The process of documenting all changes that occur during the year will help highlight issues that need to be addressed before a disaster.

Consider:

  • What upgrades were made to the system?
  • What patches were released and to which system?
  • Are all the monitors on the same system?
  • Are the back-ups automatically slated to kick in when needed; and
  • What physical equipment was replaced during the year and why.

Use Communications to Mitigate Customer Impact

The quicker you recover, the quicker you communicate and inform everybody that needs to be informed, the better off you’re going to be. In the end, this allows you to fully inform customers and stakeholders of an outage event

Having a strong communication strategy built into your disaster recovery plan can mitigate the financial impact of a disaster, as well as the operational impact, because everyone on your team and in your organization knows who is in charge and what their individual responsibilities are. You eliminate confusion, panic, and overlap which, in turn, helps you better manage the customer impact.

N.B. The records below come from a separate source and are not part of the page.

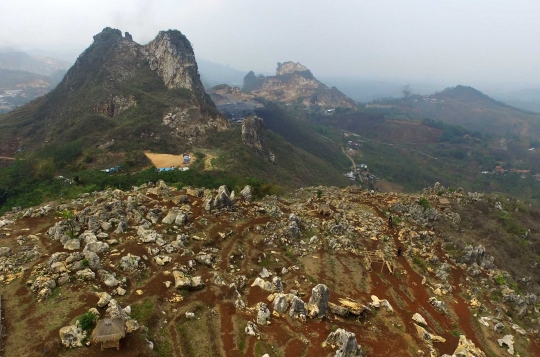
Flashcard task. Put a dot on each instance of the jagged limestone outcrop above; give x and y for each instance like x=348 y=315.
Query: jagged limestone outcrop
x=294 y=83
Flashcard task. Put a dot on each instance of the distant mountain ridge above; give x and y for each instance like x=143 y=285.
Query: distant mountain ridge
x=121 y=91
x=470 y=108
x=294 y=83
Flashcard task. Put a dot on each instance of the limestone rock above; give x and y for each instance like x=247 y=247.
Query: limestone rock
x=298 y=308
x=72 y=336
x=252 y=329
x=129 y=262
x=246 y=193
x=5 y=252
x=507 y=340
x=131 y=325
x=96 y=247
x=419 y=319
x=110 y=280
x=426 y=336
x=263 y=314
x=104 y=299
x=72 y=244
x=280 y=303
x=318 y=303
x=184 y=282
x=346 y=343
x=376 y=302
x=466 y=348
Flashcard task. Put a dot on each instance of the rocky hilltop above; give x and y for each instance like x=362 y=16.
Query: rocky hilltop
x=293 y=83
x=196 y=272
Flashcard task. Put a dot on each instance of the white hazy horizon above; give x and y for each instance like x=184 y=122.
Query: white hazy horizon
x=471 y=42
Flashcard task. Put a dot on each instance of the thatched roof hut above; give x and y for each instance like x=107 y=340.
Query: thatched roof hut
x=108 y=332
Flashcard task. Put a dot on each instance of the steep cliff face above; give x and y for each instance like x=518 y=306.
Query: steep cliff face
x=294 y=83
x=147 y=89
x=171 y=55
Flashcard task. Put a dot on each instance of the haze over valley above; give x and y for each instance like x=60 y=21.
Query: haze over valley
x=269 y=179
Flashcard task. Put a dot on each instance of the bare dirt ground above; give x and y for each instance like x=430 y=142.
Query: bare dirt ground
x=168 y=160
x=218 y=329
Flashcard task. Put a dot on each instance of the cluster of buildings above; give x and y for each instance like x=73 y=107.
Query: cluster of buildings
x=502 y=170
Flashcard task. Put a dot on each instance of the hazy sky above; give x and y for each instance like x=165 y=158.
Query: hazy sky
x=455 y=41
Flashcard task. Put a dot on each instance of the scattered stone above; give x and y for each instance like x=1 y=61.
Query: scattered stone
x=252 y=329
x=104 y=299
x=318 y=303
x=507 y=340
x=346 y=343
x=263 y=314
x=72 y=336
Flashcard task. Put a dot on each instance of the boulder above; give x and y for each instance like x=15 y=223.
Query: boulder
x=318 y=303
x=466 y=348
x=263 y=314
x=110 y=281
x=131 y=325
x=96 y=247
x=376 y=302
x=265 y=285
x=246 y=193
x=426 y=336
x=72 y=244
x=72 y=336
x=104 y=299
x=181 y=219
x=252 y=329
x=507 y=340
x=298 y=308
x=92 y=259
x=115 y=310
x=184 y=282
x=346 y=343
x=171 y=216
x=162 y=259
x=129 y=262
x=280 y=303
x=277 y=284
x=204 y=258
x=86 y=274
x=419 y=319
x=5 y=252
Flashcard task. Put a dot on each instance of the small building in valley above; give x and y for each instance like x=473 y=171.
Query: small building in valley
x=109 y=332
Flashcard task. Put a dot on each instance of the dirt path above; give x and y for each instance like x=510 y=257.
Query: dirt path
x=420 y=303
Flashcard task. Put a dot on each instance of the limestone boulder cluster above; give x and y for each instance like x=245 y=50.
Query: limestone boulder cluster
x=256 y=257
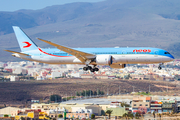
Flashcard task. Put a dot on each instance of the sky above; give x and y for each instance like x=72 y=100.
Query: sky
x=13 y=5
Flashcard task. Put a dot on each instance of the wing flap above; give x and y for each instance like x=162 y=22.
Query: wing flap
x=17 y=52
x=82 y=56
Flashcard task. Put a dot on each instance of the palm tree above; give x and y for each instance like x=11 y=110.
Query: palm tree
x=109 y=113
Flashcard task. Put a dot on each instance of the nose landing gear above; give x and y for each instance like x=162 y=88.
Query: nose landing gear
x=90 y=68
x=160 y=66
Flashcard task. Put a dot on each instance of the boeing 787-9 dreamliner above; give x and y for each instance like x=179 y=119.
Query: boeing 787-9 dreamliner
x=90 y=57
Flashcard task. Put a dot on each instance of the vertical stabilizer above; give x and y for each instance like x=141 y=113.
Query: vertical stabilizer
x=25 y=43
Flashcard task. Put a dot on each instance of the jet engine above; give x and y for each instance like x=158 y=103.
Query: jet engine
x=118 y=66
x=103 y=59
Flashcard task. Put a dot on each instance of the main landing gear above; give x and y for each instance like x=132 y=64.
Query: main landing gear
x=90 y=68
x=160 y=66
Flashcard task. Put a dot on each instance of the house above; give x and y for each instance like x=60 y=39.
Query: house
x=11 y=111
x=90 y=76
x=99 y=76
x=119 y=111
x=141 y=103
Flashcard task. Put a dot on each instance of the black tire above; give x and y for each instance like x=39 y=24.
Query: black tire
x=96 y=69
x=159 y=67
x=85 y=68
x=89 y=68
x=92 y=70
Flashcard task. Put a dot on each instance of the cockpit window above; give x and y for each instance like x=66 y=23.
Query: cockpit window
x=166 y=53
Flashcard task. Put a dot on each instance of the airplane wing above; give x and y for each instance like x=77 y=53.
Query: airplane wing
x=82 y=56
x=17 y=52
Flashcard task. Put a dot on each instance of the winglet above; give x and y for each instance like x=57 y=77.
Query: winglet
x=82 y=56
x=24 y=41
x=17 y=52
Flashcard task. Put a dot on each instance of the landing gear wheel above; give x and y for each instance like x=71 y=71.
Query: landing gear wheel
x=96 y=69
x=92 y=70
x=89 y=68
x=85 y=68
x=159 y=67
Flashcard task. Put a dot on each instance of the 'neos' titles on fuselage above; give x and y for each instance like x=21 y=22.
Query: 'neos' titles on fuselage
x=114 y=57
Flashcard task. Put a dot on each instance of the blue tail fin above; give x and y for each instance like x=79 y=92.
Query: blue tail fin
x=25 y=43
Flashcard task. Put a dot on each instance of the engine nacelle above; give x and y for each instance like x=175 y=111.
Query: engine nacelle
x=103 y=59
x=118 y=66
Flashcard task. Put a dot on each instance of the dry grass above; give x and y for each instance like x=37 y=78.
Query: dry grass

When a disaster strikes a team with no plan for communication strategy, the situation will likely devolve into chaos almost immediately. Therefore, it’s crucial, from an operational standpoint, to be sure the team know who’s responsible for what, and their role in helping work through a disaster or outage.

Things to Consider with Disaster Recovery

  • Is there a phone/call chain to follow in a disaster?
  • Does everyone have a copy of the phone chain?
  • Who are the back-up personnel if someone on that phone chain can’t be reached?
  • Who assumes operations control of a facility in a disaster?
  • Who fields calls and emails from customers?
  • What is the message to those customers?
  • If one facility is off-line, will calls automatically roll over to a different facility?

The list goes on.

The whole process of mitigating the customer impact is about ensuring that the needed personnel and resources are available in a situation because your goal is to maintain the same level of security, no matter what’s happened. You don’t want anything to escalate out of your control. Building a communication strategy into your disaster plan helps you properly control what you can control in an uncontrollable situation.

The best way to be ready for a disaster is to have a security program in place. This helps mitigate some of the things that can happen, because usually, if you prepare ahead of time, you’re in a better situation when something does occur.